Sure. And those people were either respected for their skill and dedication, or reviled for having gotten their on the shoulders of people who did all the actual work.
No one is going to respect you for blowing $200 on a game. Not even the developers.
I’m not sure what you’re talking about. Do you have an example?
For what it’s worth, my experiences are with Champions Online (which is perfectly playable solo up to high levels even with no one else around) and Dungeons & Dragons Online (which is playable solo up to a certain level, at which point I hit a brick wall and gave up) and various Facebook games (for which I don’t rely on friends to send me energy/coins/whatever).
Don’t recall where I got this factoid from, but supposedly many(most?) f2p games make most of their money from a few hardcore cash people who throw down thousands. The remainder of the players serve as a mob for the whales to look down on and feel superior to. Anyone have any idea if this has any truth to it?
As for me I am religiously opposed to F2P games and will absolutely not play them. If the developer is not done wanting my money after I buy his game it creates a perverse incentive for him not to deliver the best product he can and hold back the good stuff. I will not support that sort of thing.
Sure; At the simplest level, it’s an MMO where you can play solo, but still interact with other people via the auction house, or by them being in the area and doing stuff that you are trying to do. Having lots of people who, for example, buy powerful items on the game store means there will be a much reduced market for the items that you craft, or that rare drop you might have found. Why would they pay for your stuff if they’ve already bought a Sword of Awesome +7 from the real money store? Makes it hard if you wanted to invest your character heavily in crafting. Or on the flipside, it might make it hard for you to find good gear to -buy- because no one bothers to make any.
But really, the long and short of it is that if you’re playing a multiplayer game, even if you’re “playing solo”, odds are that what other people do in that game do still affect you on some level, even if it’s a ‘metagame’ level. And if you have a multiplayer game in which the actions of other players make zero difference, well, frankly, you could probably be having more fun in a real single player game unless you really enjoy those awesome MMO mechanics or something.
If I had a good group of friends to do stuff with, challenging content might be fun. But if my choices are bunch of idiot puggers who can’t do it and quit at the first sign of trouble or a bunch of idiot puggers with overpowered gear/cards/whatever that average out roughly at the same level of power as competent players, I’ll take the latter. YMMV.

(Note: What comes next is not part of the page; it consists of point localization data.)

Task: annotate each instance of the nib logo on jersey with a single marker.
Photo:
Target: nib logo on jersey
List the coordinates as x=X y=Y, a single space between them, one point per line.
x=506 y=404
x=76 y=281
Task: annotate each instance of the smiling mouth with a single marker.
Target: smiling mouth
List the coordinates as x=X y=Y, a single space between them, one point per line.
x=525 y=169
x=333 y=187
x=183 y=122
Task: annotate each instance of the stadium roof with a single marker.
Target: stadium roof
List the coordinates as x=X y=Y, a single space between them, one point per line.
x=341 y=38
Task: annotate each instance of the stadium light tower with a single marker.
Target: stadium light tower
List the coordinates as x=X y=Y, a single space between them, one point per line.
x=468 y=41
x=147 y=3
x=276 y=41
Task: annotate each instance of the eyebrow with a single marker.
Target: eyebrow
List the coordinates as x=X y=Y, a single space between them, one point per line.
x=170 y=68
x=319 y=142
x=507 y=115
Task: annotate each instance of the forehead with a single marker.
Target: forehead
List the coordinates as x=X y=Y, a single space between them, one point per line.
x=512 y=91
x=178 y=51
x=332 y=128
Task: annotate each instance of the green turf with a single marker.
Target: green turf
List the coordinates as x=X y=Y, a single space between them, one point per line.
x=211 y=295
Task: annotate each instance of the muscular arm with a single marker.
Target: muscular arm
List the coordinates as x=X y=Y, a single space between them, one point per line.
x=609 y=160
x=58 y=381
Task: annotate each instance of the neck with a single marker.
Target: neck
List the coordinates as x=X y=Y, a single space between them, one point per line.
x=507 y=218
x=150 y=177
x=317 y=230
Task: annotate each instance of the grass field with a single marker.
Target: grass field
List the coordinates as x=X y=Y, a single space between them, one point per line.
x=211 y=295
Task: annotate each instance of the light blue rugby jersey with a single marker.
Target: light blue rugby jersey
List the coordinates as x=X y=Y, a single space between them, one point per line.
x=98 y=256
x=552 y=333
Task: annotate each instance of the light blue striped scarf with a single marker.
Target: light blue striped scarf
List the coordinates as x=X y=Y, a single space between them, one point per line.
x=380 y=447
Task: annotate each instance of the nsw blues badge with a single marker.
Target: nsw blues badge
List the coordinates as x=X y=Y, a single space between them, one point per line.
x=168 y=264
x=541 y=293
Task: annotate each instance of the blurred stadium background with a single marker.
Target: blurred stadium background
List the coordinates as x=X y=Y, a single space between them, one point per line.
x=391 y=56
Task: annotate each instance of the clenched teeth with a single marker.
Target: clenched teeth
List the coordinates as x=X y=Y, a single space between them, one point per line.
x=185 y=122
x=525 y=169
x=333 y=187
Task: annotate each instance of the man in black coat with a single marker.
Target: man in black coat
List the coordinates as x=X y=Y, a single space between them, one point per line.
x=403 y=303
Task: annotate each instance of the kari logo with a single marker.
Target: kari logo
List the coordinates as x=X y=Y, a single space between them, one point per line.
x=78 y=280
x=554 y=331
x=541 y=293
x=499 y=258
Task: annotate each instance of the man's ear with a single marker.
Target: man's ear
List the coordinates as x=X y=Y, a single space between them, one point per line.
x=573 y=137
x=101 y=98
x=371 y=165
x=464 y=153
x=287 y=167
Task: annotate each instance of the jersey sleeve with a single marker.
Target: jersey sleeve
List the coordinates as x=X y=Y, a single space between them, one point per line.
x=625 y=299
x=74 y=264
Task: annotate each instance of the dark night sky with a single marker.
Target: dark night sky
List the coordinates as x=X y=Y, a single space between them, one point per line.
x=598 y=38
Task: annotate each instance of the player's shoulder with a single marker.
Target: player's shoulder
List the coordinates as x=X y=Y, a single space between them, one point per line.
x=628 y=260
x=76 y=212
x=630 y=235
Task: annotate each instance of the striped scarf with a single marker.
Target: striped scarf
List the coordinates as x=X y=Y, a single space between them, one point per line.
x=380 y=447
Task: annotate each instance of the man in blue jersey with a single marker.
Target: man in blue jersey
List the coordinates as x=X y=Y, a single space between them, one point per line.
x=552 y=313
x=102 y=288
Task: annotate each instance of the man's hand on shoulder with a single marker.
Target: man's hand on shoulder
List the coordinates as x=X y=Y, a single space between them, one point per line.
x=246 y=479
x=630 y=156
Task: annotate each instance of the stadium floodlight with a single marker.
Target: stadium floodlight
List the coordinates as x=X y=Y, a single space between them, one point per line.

Dunno sir; I’ve had some very good experiences doing stuff in LotRO (and, back in the day, in Everquest) with…random people I met in the game. I think pick up groups actually have a seriously bad name. Yes, everyone has had That Group that made them say “Screw this, I hate people” but my actual experience is that most pick up groups are not like that. People just get burned once and due to the way human memory works, figure it’s always like that.
I realize that I am a statistical outlier in all things, but that doesn’t make my experiences less valid.